Choose the experimental features you want to try

This document is an excerpt from the EUR-Lex website

Document 62016TN0916

    Zaak T-916/16: Beroep ingesteld op 28 december 2016 — Winkler/Commissie

    PB C 46 van 13.2.2017, p. 28–29 (BG, ES, CS, DA, DE, ET, EL, EN, FR, HR, IT, LV, LT, HU, MT, NL, PL, PT, RO, SK, SL, FI, SV)

    13.2.2017   

    NL

    Publicatieblad van de Europese Unie

    C 46/28


    Beroep ingesteld op 28 december 2016 — Winkler/Commissie

    (Zaak T-916/16)

    (2017/C 046/33)

    Procestaal: Duits

    Partijen

    Verzoekende partij: Bernd Winkler (Grange, Ierland) (vertegenwoordiger: A. Kässens, advocaat)

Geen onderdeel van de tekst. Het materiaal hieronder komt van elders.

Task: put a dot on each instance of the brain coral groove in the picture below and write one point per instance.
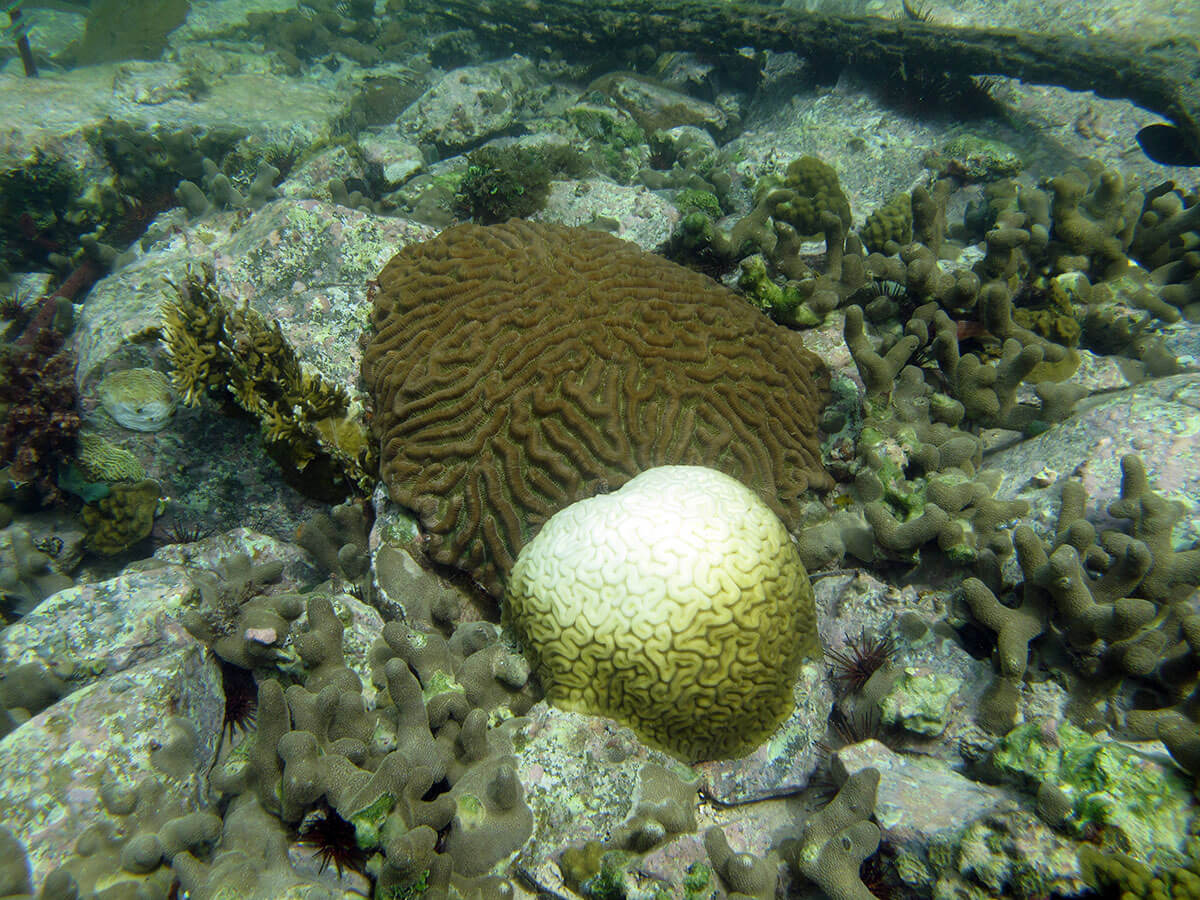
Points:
(520, 367)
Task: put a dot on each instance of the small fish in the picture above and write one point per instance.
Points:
(1165, 145)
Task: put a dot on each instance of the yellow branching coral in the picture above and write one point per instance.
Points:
(303, 417)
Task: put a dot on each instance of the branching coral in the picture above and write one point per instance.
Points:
(310, 426)
(1129, 621)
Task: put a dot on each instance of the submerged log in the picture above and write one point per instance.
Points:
(1162, 76)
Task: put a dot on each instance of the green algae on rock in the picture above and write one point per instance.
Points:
(138, 399)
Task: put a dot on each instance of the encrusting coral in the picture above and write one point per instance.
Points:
(520, 367)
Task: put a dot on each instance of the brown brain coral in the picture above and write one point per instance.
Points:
(520, 367)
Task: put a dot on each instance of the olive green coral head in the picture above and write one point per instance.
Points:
(677, 605)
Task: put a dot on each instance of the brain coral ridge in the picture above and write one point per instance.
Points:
(520, 367)
(677, 605)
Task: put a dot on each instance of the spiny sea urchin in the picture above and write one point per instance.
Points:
(334, 840)
(859, 659)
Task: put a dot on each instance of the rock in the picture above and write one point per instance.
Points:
(1157, 420)
(655, 107)
(919, 801)
(89, 631)
(784, 762)
(138, 399)
(635, 214)
(396, 157)
(469, 105)
(60, 766)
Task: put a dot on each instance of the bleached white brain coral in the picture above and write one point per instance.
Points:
(677, 605)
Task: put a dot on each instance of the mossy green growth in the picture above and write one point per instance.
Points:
(123, 517)
(507, 181)
(441, 683)
(370, 821)
(1121, 875)
(35, 201)
(411, 891)
(610, 882)
(889, 222)
(784, 304)
(1147, 803)
(697, 882)
(811, 189)
(693, 199)
(309, 425)
(1053, 317)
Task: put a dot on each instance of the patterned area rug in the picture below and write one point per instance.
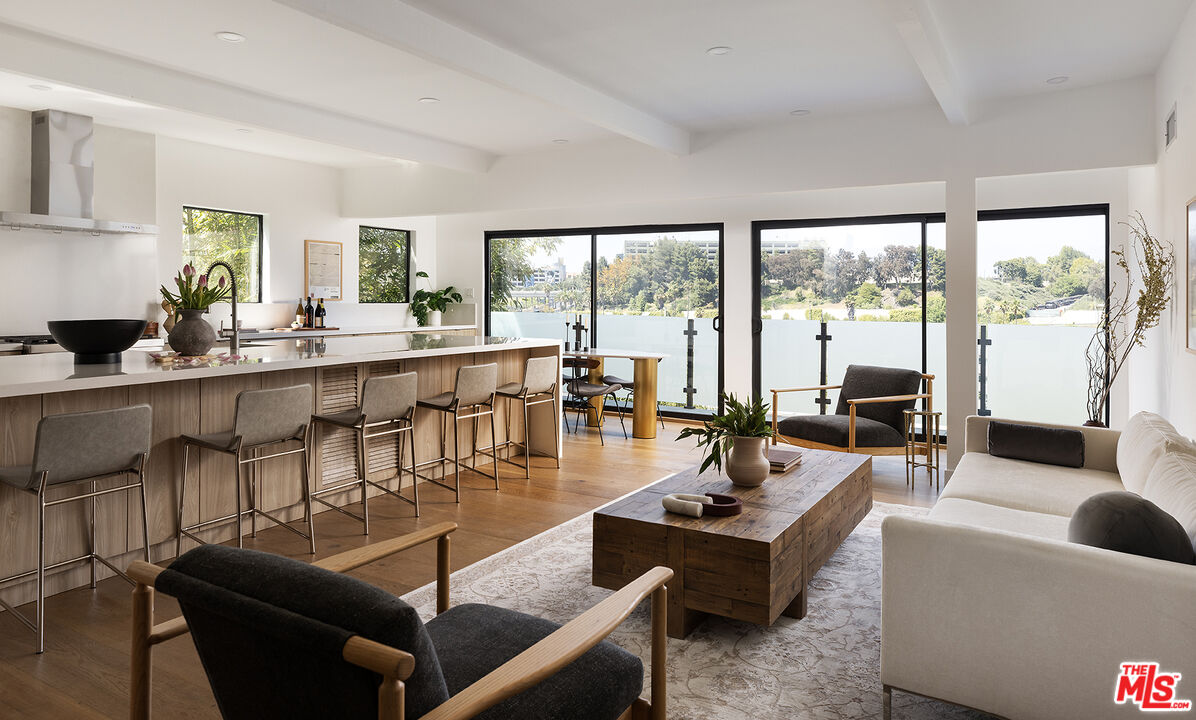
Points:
(823, 666)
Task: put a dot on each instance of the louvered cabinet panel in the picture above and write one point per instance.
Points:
(339, 390)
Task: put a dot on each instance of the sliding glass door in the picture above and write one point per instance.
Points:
(650, 288)
(860, 291)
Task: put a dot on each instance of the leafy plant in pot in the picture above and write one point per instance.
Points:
(191, 335)
(740, 434)
(428, 305)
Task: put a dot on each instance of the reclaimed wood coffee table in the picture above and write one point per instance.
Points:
(754, 566)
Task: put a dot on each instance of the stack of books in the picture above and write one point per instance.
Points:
(782, 458)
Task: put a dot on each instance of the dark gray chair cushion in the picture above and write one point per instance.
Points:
(270, 630)
(1128, 523)
(831, 429)
(471, 640)
(1036, 444)
(867, 380)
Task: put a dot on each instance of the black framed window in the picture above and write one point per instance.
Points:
(877, 285)
(236, 238)
(650, 287)
(384, 262)
(1042, 284)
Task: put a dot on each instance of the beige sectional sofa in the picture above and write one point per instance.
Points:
(986, 603)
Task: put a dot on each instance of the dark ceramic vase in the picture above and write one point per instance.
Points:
(191, 335)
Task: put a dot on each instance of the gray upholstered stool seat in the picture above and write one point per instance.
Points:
(347, 419)
(508, 389)
(618, 380)
(388, 408)
(75, 449)
(224, 440)
(538, 388)
(471, 640)
(471, 398)
(834, 429)
(261, 419)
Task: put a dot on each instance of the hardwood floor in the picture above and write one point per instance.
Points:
(84, 671)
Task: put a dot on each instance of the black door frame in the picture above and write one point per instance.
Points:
(757, 229)
(757, 226)
(593, 232)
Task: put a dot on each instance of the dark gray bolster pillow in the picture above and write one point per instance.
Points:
(1128, 523)
(1037, 444)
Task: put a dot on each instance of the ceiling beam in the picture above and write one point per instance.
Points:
(55, 60)
(919, 28)
(412, 30)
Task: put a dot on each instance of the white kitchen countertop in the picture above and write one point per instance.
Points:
(56, 372)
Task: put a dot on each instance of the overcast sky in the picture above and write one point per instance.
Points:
(998, 239)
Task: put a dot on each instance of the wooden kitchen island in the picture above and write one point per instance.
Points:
(201, 400)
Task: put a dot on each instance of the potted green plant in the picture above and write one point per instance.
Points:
(427, 305)
(191, 335)
(740, 434)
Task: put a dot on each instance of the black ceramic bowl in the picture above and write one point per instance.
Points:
(96, 341)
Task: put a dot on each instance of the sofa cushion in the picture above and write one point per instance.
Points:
(1147, 437)
(1128, 523)
(1172, 487)
(1019, 484)
(995, 517)
(1036, 444)
(867, 380)
(833, 429)
(471, 640)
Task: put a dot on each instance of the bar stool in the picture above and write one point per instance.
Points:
(262, 418)
(77, 447)
(538, 386)
(629, 385)
(386, 403)
(474, 390)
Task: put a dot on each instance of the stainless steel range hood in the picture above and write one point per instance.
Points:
(62, 171)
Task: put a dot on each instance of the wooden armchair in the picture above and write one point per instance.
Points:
(870, 416)
(284, 639)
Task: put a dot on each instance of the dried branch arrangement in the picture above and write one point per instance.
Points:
(1128, 315)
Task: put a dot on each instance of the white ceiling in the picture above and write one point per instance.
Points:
(339, 83)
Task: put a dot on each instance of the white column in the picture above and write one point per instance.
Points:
(962, 367)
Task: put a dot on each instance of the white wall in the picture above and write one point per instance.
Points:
(77, 275)
(298, 201)
(1165, 371)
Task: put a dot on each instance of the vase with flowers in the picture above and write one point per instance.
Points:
(191, 335)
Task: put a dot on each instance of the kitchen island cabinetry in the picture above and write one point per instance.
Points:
(201, 400)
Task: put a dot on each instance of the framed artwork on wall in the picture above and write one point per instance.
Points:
(1191, 274)
(322, 269)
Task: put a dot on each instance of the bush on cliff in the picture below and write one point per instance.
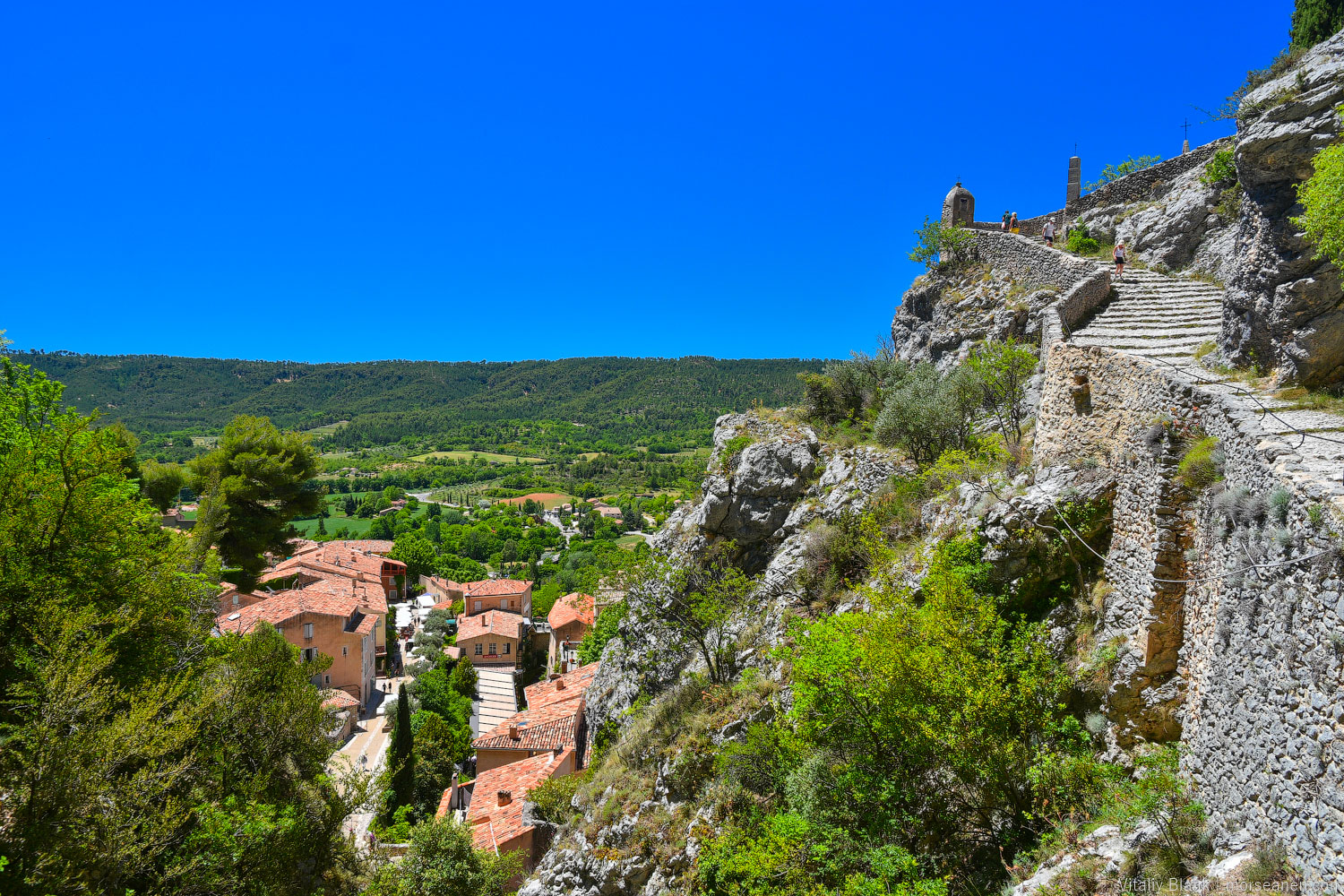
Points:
(929, 413)
(941, 244)
(1322, 204)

    Verwerende partij: Europese Commissie

    Conclusies

    De verzoekende partij verzoekt het Gerecht:

    het door de verwerende partij op de klacht genomen besluit van 30 september 2016 nietig te verklaren en de verwerende partij te verplichten, een besluit te nemen over de berekening van de waarde van het kapitaal op het tijdstip waarop verzoekers aanvraag op 14 september 2011 werd ingeschreven;

    subsidiair, de verwerende partij veroordelen tot betaling van een vergoeding van 19 920,39 EUR, te betalen op de pensioenrekening van de verzoekende partij.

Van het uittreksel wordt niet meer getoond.